Die Legende erzählt, dass Flibanserin, eigentlich als Antidepressivum gedacht, aber wirkungslos, im Test mit Ratten dazu führte, dass die Ratten häufiger “Sex hatten”. Eine zusammenfassende Darstellung von zwei Studien ergab
einen Anstieg der sexuell befriedigenden Erlebnisse (satisfying sexual events, SSE) von 2,8 auf 4,5 pro Monat.
Dabei ist aber zu berücksichtigen, dass auch Placebo die Zahl der SSE von 2,7 auf 3,7 steigerte. … Auch das sexuelle Verlangen habe sich unter der täglichen (abendlichen) Einnahme von Flibanserin verbessert, wird mitgeteilt. Gemessen wurde es mittels eines täglichen elektronischen Tagebuchs (eDiary) und einer Subskala des Female Sexual Function Index (FSFI).
Genau genommen ist die “Placebo-Wirkung” gar keine Placebo-Wirkung: Wenn Frau sich täglich fragen soll “Hatte ich heute eigentlich ein sexuell befriedigendes Ereignis?”, macht sie sich ja genau diese Frage bewusst – und tut eventuell auch etwas dafür, dass das “Ereignis” eintritt.

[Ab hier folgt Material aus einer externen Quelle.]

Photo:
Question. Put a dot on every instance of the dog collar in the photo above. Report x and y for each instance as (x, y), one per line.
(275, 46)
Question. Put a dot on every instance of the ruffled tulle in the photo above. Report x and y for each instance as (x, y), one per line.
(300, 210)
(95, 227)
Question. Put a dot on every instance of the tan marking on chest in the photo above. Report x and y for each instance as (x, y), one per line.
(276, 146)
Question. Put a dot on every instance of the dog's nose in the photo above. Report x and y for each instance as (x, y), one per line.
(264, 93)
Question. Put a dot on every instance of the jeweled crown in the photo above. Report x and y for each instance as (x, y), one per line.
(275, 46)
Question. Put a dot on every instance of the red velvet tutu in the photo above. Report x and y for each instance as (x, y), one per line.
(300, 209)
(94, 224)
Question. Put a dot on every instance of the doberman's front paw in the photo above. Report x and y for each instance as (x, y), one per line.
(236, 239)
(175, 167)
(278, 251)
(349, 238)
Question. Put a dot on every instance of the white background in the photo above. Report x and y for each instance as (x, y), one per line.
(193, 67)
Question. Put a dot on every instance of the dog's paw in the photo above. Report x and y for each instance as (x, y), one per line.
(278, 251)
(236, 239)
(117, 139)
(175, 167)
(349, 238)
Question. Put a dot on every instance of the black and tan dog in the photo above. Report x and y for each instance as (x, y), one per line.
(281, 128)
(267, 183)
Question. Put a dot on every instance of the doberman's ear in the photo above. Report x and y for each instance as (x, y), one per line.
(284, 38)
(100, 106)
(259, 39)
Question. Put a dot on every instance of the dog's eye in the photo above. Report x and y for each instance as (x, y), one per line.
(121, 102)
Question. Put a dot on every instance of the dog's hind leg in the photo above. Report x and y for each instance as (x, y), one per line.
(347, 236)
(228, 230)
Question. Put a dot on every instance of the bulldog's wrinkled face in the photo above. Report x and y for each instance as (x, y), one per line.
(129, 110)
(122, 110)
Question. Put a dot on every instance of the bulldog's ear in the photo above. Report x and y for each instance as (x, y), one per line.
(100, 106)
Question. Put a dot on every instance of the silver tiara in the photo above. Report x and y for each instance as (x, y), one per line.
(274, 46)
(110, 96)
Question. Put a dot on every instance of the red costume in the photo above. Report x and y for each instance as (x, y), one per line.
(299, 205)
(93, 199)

Ist dieses Interesse an der Lust erst einmal geweckt, finden sich überall weitere Hinweise, auf der Straße, in Frauen- und auch in Männer-Zeitschriften.
Entscheidend kann schließlich sein, welchen Standpunkt die beste Freundin einnimmt. Mit ihr wird gern besprochen, wie “die Männer” sind, und welche Haltung Frau ihnen gegenüber einnimmt.

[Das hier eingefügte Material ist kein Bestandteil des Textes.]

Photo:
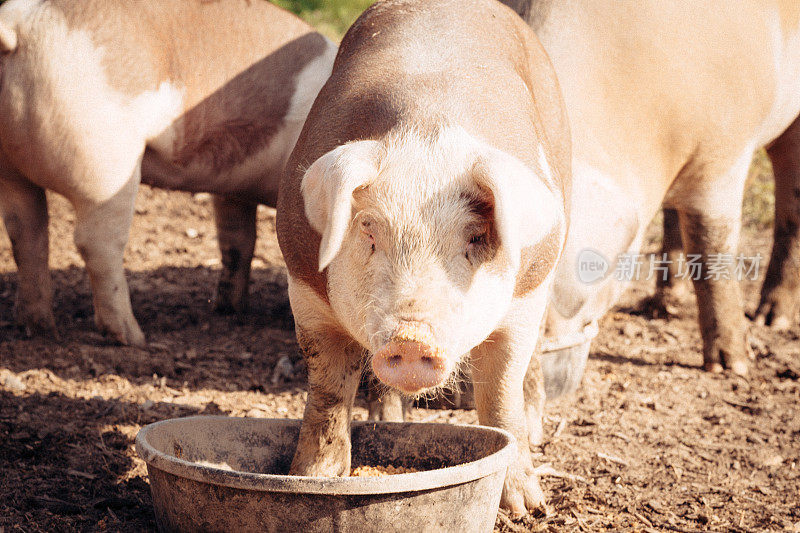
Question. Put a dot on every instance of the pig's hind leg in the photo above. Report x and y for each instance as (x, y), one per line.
(236, 234)
(101, 233)
(334, 364)
(23, 206)
(780, 294)
(710, 219)
(499, 375)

Streng medizinisch, aus frauenärztlicher Sicht:
Unter einer Libidostörung leidende Patientinnen haben häufig keine eigenen Körpererfahrungen durch Masturbation gemacht und kennen daher den damit verbundenen sexuellen Lustgewinn nicht. Durch frühkindliche Erfahrungen oder antisexuelle Erziehung haben sie meist Ängste vor dem eigenen Körper entwickelt. Bei einigen Frauen besteht sogar ein regelrechter Widerwille gegen eine sexuelle Beziehung.
… Es handelt sich nur dann um eine behandlungsbedürftige Störung, wenn die Probleme dauerhaft auftreten. Meist ist bei den Betroffenen eine unbewusste Abwehrreaktion vorhanden, organische Ursachen sind selten.

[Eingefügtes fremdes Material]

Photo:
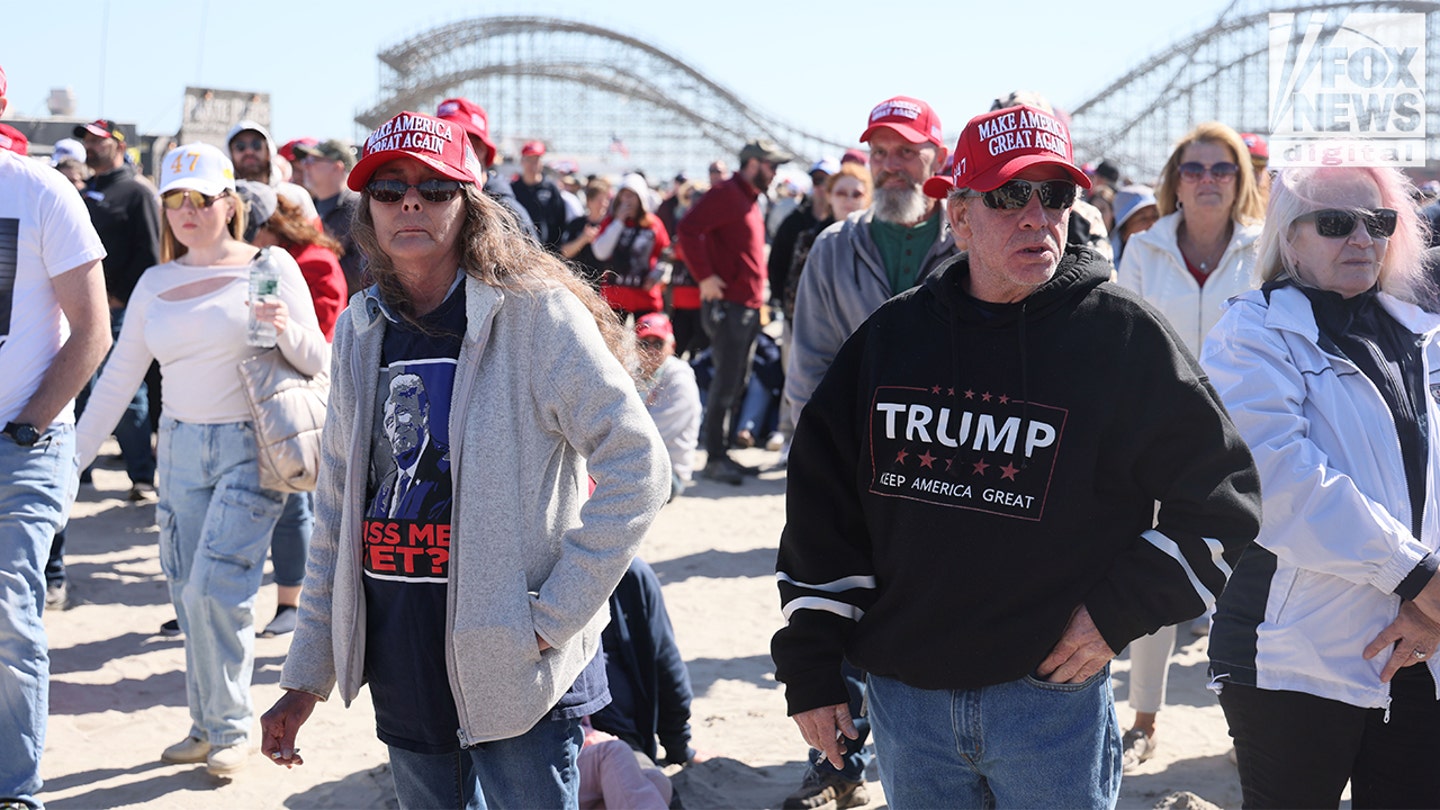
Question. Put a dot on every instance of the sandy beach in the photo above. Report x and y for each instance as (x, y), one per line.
(117, 693)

Auch Moralvorstellungen spielen ihre Rolle: Was ist überhaupt erlaubt, was wird als “sündig” empfunden, wie geht Frau mit “der Sünde” um?
Frauen ohne feste Partnerschaft werden irgendwie auf die Idee kommen, sich schnell noch, bevor es keine mehr gibt, ein (Pracht-) Exemplar von Mann zu organisieren, und, wo ein Mann vorhanden, kann Frau ihm ja “durch die Blume” sagen, dass er sich etwas mehr Mühe geben soll, oder unverblümt ausdrücken, was sie will.
Ob Frau zielstrebig auf die events zusteuert oder sich nur passiv-abwartend verhält kann einen entscheidenden Unterschied ausmachen: Der Appetit kommt hier wie da beim Essen; Wenn es jetzt vielleicht eine Pille zur Appetitsteigerung gibt, sind die guten alten Rezepte noch längst nicht obsolet.
Der schlimmste Lustkiller – oder der schlimmsten einer: Wenn sie nur starr und unbeweglich, hölzern sozusagen, herumsteht.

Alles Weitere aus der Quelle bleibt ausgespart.